As I got older, I thought less and less about it, but I was left with scars that I still carry today. Whenever there are reminders, I have to flashback, and I see the video run in my head. When I am triggered, such as seeing someone who looks like him, or hearing someone speak with the same accent, my heart rate increases, I immediately feel anxious, my breath catches in my throat, and the images pop into my mind.
Many consider chocolate to be one of life's little pleasures. Chocolate picks you up when you're feeling down, it causes the body to produce pleasure chemicals. chocolate is generally associated with happy feelings. Not for me. I was groomed with chocolate, and now there is a painful association for me. Chocolate means danger. … it's the feeling I get in my body when I am offered chocolate. It's a horrible feeling. My heart starts pounding and I am transported to a place in the past. I immediately feel disgusting and dirty, knowing in my body what happens next.

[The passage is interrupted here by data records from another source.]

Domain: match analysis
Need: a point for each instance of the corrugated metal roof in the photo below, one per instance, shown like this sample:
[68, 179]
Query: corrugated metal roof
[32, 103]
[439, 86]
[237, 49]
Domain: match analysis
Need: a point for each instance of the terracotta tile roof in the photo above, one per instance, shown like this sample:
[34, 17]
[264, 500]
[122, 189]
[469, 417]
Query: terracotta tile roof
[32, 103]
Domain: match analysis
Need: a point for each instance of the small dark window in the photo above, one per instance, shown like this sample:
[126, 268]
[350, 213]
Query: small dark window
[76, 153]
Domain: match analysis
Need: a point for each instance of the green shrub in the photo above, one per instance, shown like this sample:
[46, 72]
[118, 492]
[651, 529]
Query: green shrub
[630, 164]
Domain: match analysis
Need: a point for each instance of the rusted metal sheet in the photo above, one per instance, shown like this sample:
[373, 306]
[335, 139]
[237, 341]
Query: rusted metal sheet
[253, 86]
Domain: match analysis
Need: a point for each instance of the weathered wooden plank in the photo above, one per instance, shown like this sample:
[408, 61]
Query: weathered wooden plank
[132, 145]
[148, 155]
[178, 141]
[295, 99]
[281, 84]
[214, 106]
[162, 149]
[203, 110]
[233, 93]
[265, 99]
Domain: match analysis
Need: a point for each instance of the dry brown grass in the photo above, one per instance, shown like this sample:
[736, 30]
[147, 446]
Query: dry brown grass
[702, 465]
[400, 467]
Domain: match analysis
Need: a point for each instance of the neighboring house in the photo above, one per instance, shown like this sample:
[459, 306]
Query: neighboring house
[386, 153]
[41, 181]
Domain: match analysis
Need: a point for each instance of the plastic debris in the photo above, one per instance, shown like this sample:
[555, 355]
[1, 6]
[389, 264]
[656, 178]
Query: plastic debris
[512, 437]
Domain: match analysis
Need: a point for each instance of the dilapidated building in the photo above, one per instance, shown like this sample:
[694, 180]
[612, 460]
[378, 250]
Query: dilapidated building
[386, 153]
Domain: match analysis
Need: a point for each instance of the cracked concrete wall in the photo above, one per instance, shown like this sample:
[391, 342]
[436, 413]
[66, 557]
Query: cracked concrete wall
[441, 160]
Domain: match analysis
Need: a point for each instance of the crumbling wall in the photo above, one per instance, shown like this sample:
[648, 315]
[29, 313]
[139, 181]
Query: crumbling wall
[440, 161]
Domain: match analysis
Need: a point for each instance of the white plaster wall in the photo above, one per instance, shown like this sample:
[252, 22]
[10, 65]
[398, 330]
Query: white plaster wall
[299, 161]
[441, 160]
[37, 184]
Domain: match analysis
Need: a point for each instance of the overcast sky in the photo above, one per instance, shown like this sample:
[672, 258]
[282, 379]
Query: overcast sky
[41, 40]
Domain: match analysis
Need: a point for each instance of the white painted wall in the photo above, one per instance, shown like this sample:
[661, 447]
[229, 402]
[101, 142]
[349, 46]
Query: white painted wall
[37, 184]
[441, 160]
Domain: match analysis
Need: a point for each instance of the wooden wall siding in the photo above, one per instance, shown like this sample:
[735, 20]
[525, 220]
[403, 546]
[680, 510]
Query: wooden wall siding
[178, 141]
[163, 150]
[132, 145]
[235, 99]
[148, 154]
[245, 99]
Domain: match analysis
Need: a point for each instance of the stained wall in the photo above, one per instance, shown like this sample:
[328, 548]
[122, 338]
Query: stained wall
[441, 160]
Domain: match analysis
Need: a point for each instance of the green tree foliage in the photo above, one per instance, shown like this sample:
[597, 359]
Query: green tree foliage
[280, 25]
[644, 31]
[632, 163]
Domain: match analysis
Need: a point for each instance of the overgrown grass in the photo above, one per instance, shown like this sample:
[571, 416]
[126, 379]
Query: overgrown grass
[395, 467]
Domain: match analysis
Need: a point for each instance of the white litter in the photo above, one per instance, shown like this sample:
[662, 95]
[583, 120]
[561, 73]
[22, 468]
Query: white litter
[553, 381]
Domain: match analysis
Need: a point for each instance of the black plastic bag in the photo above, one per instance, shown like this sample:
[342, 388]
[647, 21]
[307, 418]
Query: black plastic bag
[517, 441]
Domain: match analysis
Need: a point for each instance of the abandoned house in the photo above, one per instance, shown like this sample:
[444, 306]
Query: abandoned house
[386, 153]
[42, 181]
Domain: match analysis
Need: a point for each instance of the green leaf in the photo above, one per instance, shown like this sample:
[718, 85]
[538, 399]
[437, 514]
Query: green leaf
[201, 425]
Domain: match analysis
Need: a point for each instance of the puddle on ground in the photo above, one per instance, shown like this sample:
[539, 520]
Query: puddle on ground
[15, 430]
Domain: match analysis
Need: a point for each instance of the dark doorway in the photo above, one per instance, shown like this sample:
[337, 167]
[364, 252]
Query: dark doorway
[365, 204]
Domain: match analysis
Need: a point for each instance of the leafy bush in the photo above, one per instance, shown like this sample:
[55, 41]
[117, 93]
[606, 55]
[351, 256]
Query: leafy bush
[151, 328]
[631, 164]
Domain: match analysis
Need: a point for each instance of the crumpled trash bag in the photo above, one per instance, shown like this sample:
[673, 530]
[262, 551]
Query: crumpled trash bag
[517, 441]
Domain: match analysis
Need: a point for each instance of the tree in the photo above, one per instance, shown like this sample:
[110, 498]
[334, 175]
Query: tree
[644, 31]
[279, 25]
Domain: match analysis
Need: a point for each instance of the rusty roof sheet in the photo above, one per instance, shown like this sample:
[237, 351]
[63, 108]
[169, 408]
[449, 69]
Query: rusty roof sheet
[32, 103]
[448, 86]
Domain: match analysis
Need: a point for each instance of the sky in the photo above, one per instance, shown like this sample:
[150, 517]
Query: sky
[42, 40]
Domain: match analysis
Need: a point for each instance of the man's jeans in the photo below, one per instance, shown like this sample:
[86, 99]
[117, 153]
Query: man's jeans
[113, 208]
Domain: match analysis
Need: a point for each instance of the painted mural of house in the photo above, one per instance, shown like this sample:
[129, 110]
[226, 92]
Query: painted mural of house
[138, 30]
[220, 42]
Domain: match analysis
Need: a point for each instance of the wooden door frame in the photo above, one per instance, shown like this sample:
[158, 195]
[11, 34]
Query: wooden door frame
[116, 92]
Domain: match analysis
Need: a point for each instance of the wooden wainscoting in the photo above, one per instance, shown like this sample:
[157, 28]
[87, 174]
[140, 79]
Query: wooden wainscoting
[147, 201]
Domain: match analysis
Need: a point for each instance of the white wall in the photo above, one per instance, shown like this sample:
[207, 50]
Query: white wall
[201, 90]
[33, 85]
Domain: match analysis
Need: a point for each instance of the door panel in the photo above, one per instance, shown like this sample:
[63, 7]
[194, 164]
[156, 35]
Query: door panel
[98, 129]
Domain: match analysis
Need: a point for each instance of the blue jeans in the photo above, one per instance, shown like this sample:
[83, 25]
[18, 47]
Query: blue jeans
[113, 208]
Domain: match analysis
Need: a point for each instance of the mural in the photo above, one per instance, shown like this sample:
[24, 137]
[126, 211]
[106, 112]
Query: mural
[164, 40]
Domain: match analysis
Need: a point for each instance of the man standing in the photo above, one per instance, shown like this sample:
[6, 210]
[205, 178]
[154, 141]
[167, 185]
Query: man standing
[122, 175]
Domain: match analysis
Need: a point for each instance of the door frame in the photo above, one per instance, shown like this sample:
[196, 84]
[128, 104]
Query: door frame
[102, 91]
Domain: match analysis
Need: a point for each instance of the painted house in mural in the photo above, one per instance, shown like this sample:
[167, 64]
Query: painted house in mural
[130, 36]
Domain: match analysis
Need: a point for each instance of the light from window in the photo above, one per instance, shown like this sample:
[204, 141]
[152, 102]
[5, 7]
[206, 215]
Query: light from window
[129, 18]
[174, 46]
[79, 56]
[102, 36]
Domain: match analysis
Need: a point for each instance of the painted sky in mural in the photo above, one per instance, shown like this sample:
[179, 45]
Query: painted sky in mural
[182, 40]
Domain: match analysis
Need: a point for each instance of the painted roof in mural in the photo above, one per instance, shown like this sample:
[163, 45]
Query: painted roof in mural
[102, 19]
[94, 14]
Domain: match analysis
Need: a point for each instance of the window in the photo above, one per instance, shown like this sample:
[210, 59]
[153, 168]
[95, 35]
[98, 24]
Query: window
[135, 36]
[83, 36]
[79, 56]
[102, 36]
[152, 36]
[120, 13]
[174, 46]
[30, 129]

The injustice of what he did and the unfairness that he got away with, has haunted me for many years. As a young adult, I realised the full gravity of what he had done and what potential danger he posed to others, and I began to experience anxiety and powerlessness again. As an adult, my childlike indignation that I had been wronged was reinforced, and I lived with a sense of injustice in my life. This has impacted on how I behave with others. If I feel that I am not being taken seriously, I become very defensive and can become upset easily.
When the statute of limitations was lifted on reporting historical child sexual abuse, I realised that it was time to come forward … no after more than 40 years, the healing can begin.